Node groups (Shards)#
A basic theme in RonDB is the use of node groups. The RonDB data nodes
are formed in node groups. When starting the cluster one defines the
configuration variable NoOfReplicas
. This specifies the maximum number
of nodes per node group. When defining the nodes in the cluster the data
nodes are listed in the NDBD
sections. The data nodes will be put
automatically into node groups unless specifically configured to be in a
node group.
E.g. if we define 4 nodes with node IDs 1,2,3 and 4 and we have
NoOfReplicas=2
, nodes 1 and 2 will form one node group and nodes 3 and
4 will form another node group.
Node groups work similarly to shards. Thus all the nodes in a node group (shard) are fully replicated within the node group. In the example above, node 1 and node 2 will have the same partitions and the same data. Thus all rows that exist in node 1 will also be present in node 2. The same holds for node 3 and node 4. However, none of the rows in node 3 and node 4 will be present in node 1 and node 2. An exception is tables using the fully replicated feature.

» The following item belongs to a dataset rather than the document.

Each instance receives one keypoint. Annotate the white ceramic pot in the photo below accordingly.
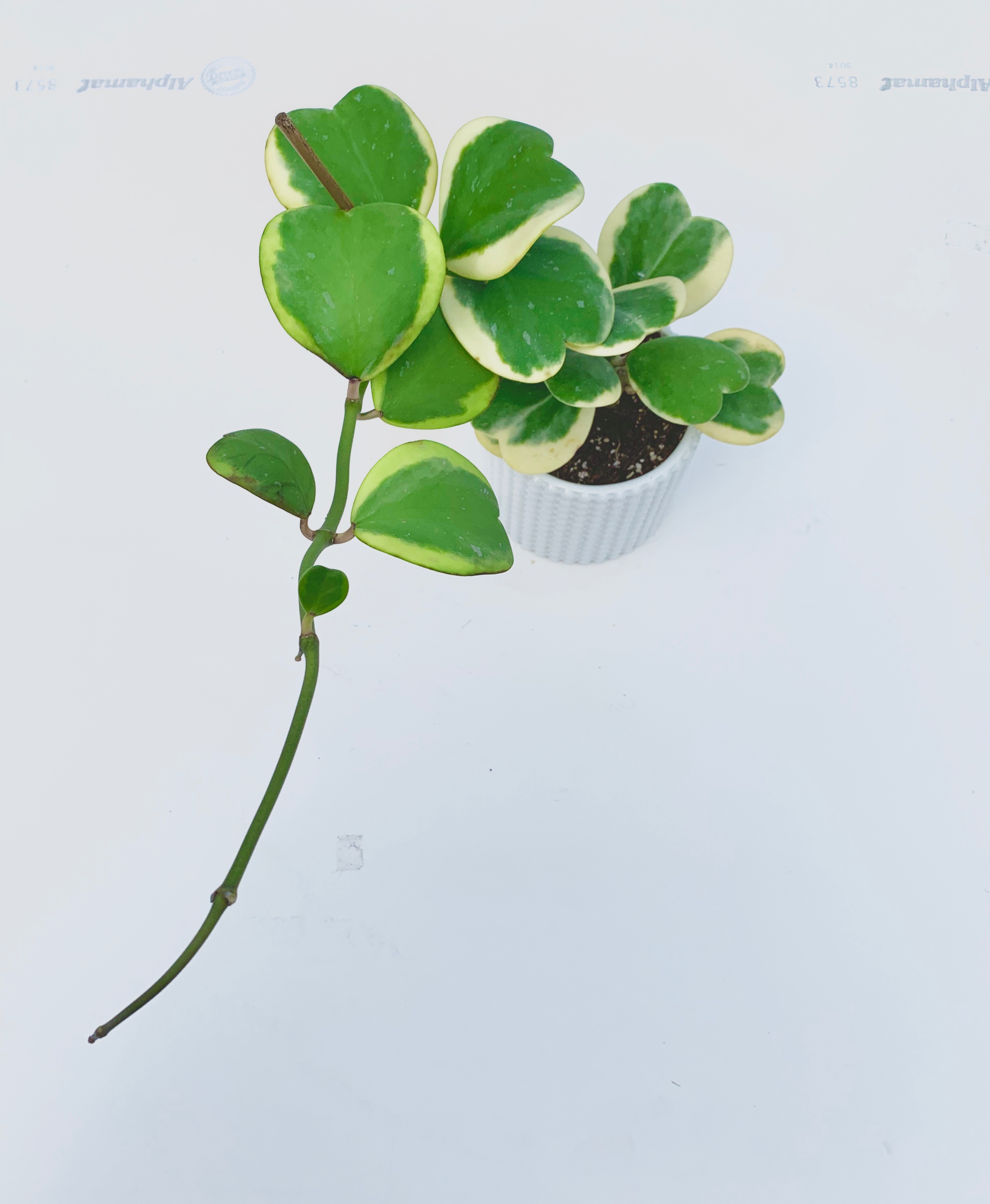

The main difference to standard sharding solutions is that RonDB supports foreign key relations between node groups and it supports distributed queries over all node groups. Due to these features, a cluster will fail if all nodes in one node group fail. Nonetheless, the fact that our data is split up into node groups means that we can generally handle a higher number of node failures. More information on how node groups make the cluster more resilient and how they handle network partitioning can be found in the Resiliency Model.
Partitioning#
Regardless of node groups, RonDB also partitions its data (also called fragments). To explain how partitioning works, we will first define the two following terms for convenience:
-
Number of partitions per table (NOPPT): the number of unique partitions that each table is split up into. It does not take into account any replication.
-
Number of partitions (NOP): the total number of unique partitions in the cluster
-
Active replication factor (ARF): this is the replication that takes into account the
NodeActive=1
for node slots in the config.ini. It is less or equal toNoOfReplicas
. It should be constant across node groups, but it is not a must.
Now:
-
NOPPT =
PartitionsPerNode
x #Nodes -
NOP = NOPPT x #Tables
-
#Nodes = #NodeGroups x
NoOfReplicas
whereby both PartitionsPerNode
and NoOfReplicas
are defined in the
config.ini file. The usage of NoOfReplicas
means that we also take
into account the inactive node slots in the config.ini.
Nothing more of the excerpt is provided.